UT Researchers Work with NASA to View Oldest Galaxies via James Webb Telescope
- Sep 29, 2022
Two images from NASA’s James Webb Space Telescope have shown what may be among the earliest galaxies ever observed. Both include objects from more than 13 billion years ago.
The images represent some of the first from a collaboration of astronomers and academic researchers — including the Department of Astronomy and the Texas Advanced Computing Center (TACC) at The University of Texas at Austin — who are teaming with NASA and global partners to uncover new insights about the universe.
Associate Professor of Astronomy Steven Finkelstein is principal investigator for the Cosmic Evolution Early Release Science Survey (CEER), from which these images were taken. The CEERS Collaboration is composed of 18 co-investigators from 12 institutions and more than 100 collaborators from the U.S. and nine other countries.

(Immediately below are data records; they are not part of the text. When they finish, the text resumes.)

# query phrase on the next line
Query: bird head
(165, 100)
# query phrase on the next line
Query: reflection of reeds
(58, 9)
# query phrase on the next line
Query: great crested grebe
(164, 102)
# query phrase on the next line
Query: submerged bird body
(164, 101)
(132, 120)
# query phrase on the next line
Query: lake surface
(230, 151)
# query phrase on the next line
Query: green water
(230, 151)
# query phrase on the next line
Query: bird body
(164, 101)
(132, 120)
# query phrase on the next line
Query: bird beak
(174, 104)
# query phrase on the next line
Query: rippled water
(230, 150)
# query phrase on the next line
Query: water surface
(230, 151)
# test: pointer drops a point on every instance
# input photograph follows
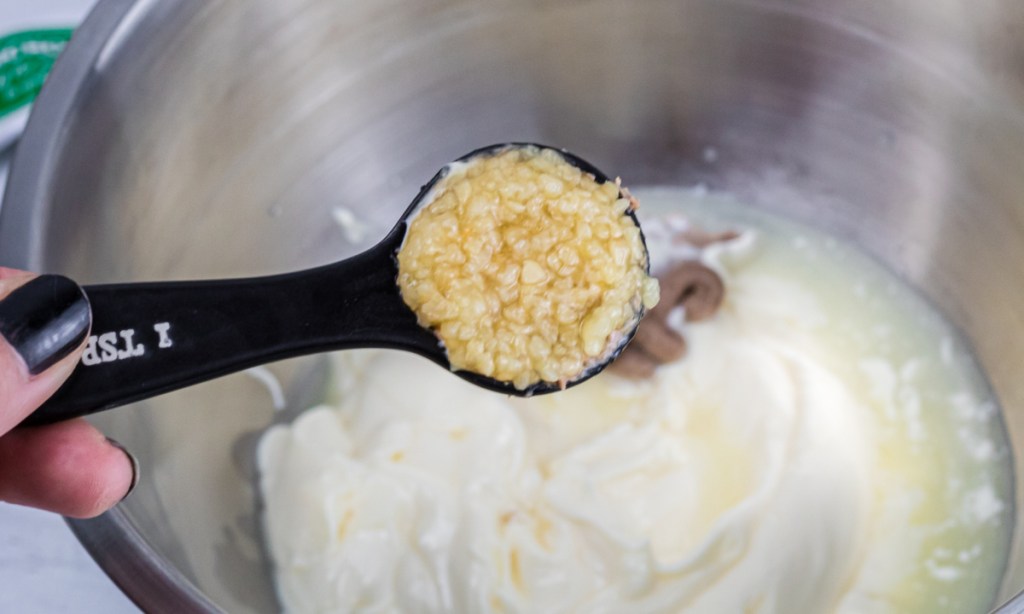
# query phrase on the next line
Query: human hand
(68, 468)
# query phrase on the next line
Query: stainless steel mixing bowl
(201, 138)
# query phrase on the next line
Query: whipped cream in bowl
(824, 445)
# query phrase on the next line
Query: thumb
(44, 321)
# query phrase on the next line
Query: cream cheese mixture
(826, 445)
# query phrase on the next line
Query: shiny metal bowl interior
(202, 138)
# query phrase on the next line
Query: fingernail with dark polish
(134, 466)
(44, 320)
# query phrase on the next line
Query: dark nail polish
(134, 466)
(44, 320)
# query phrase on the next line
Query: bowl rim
(113, 541)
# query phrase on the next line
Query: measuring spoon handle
(148, 339)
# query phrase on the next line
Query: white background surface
(43, 568)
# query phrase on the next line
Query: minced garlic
(526, 268)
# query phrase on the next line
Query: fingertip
(68, 468)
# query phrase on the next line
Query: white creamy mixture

Before the telescope data came in, Micaela Bagley, a postdoctoral researcher at UT Austin and one of the CEERS imaging leads, led a group processing the real images so the data could be analyzed by the whole team. TACC hosted a presentation by Bagley on September 30 at its TACC Symposium for Texas Researchers.
Researchers used supercomputers at TACC for the initial image processing: Stampede2 was used to remove background noise and artifacts, and Frontera, the world’s most powerful supercomputer at a U.S. university, was used to stitch together the images to form a single mosaic.
“High-performance computing power made it possible to combine myriad images and hold the frames in memory at once for processing, resulting in a single beautiful image,” Finkelstein said.
Webb’s primary mirror is about seven meters in diameter, dwarfing any other telescope in space and most on the ground. Webb is 10 times as powerful as the Hubble Space Telescope, allowing it to pull in fainter galaxies from all epochs of cosmic time — from here to almost infinity.
“It’s amazing to see a point of light from Hubble turn into a whole, beautifully shaped galaxy in these new James Webb images, and other galaxies just pop up out of nowhere,” Finkelstein said.